Day 4 of the Xbox/Gerry Lopez Pipeline Masters Surf: Four to six feet N and NW, occasionally bigger, mostly clean trades
Events Held: All the way to the finish
Nature’s Call: Don’t go saying I’m like a Woman!
Predicted: The Luau to end all Luaus

Ten years ago Shane Dorian came to Pinetrees, Hanalei, Kauai and 13-year-old Andy Irons watched him in amazement from afar.

“I was trying my hardest surfing,” A.I. {{{recalls}}} these days, “just hoping he was checking me out! It was just a cool thing, Dorian hanging at MY spot.”

And Dorian remembers Pinetrees. “Vividly,” he says. “I wanted to hook up with him and I heard he wanted to go surfing with me. But I’d only been longbarding, and the surf was really small, and I’d also heard he ripped, and I didn’t wanna be shown up by this grommet!” Shane smiles gently, then looks around. Suddenly we’re in 2002 again, on the beach again, this time at Pipeline. Little Andy Irons, 24 years old and champion now of everything in sight, is somewhere up above the crowd on a buddy’s shoulders, having polished off one of the great pro surfing runs in the only way possible — with a win over his childhood hero.

A.I. is the world’s number one professional surfer. Today he does something no-one but Kelly Slater’s ever managed. But let’s go back to around 7:55 am today and the Big Heat that starts it all rolling.

People know about the Big Heat. Round three, heat five, Kelly Slater, Luke Egan, Bruce Irons, Taylor Knox. The Heat is on everyone’s lips, everyone’s minds. In the line at Starbuck’s. On the beach. On the Kam Highway where traffic is already stalled at 7:30. In the lineup, floppy north swell rights and occasional lefts do what they can to provide a canvas.

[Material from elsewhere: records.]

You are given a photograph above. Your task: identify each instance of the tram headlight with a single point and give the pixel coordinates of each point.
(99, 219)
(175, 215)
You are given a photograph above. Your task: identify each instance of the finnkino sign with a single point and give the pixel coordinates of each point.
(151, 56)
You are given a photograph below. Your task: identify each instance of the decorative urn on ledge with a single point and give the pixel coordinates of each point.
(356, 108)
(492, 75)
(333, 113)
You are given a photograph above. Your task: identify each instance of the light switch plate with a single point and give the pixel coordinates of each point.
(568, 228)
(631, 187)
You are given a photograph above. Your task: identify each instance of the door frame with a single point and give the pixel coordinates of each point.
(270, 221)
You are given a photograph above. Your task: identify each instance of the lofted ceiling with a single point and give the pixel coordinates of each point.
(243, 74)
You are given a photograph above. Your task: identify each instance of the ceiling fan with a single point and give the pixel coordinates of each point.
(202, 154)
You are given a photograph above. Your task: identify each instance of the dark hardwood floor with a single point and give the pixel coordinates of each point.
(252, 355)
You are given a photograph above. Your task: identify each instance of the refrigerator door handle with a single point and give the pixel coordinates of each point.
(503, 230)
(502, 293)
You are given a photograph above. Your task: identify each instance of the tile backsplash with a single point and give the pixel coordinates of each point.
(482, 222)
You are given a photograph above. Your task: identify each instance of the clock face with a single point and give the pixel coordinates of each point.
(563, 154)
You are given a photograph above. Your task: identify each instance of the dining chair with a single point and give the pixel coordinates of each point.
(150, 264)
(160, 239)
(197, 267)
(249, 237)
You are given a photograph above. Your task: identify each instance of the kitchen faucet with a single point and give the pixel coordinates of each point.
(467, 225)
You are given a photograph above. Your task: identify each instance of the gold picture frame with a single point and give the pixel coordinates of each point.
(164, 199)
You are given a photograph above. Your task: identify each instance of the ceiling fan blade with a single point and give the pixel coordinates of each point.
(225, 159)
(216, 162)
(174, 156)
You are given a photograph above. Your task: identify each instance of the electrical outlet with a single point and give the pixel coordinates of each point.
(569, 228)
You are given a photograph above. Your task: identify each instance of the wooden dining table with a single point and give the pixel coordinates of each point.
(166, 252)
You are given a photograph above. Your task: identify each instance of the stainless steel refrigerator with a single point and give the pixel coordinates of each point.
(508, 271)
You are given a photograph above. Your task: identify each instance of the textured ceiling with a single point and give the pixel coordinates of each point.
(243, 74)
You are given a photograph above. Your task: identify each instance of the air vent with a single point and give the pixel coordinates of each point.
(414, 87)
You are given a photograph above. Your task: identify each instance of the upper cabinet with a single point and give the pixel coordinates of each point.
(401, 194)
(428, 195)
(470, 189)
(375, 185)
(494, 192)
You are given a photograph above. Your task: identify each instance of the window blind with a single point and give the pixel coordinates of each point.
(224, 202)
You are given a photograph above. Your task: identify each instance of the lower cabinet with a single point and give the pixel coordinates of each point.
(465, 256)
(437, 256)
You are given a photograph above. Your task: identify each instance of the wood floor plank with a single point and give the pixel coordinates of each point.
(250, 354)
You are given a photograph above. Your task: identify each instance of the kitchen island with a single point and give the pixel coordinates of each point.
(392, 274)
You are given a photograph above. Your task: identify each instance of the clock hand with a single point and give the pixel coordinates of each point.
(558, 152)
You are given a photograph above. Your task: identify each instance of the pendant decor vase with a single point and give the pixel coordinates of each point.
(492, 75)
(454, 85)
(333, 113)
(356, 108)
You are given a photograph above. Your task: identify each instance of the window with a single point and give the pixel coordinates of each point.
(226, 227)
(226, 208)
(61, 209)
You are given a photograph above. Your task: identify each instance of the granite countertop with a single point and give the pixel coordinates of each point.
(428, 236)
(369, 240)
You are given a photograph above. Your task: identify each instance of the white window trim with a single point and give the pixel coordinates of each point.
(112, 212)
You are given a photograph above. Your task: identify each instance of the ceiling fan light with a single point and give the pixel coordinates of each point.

Kelly sets the pace: pumps and stalls through the first ride, a long Backdoor, and it earns him 9.7. He then heads to the left and pushes Bruce into an impossible ride, tempting him by paddling from the shoulder. Kelly prefers two-man heats, but he sure knows how to work the four-man. Taylor is almost flapped by Kelly’s first ride, but decides he’s not surrendering. Instead, fired up, he begins to string rides together — a quick left, then some deep rights. He’s got something fixed in his head; if a big A-frame peak comes to you, you go. He runs in second behind Slater, heads up to his hangout near the paddle-out zone, jumps in the shower to clean off. “I’m SO STOKED!!” comes from within the shower. With this heat, Taylor requalifies for the 2003 WCT.

Bruce can’t connect the dots. Luke gets close but it’s a Backdoor day today. He doesn’t like ending this year that way, and no wonder … later, this early elimination pushes him from second to third place on the WCT rankings.

The Big Heat’s tone becomes the tone of the event. Each heat has a couple of stars and a couple of victims, and each heat changes the world rankings by a place here and there.

Who’s impressive? Kieren Perrow is bloody impressive. It must be scary competing against Perrow in heavy surf; you’d know however much you push him, he’ll push right back. At least once in each round, he takes an insane wipeout purely to block an opponent. But he takes one too many blocking Slater and Knox.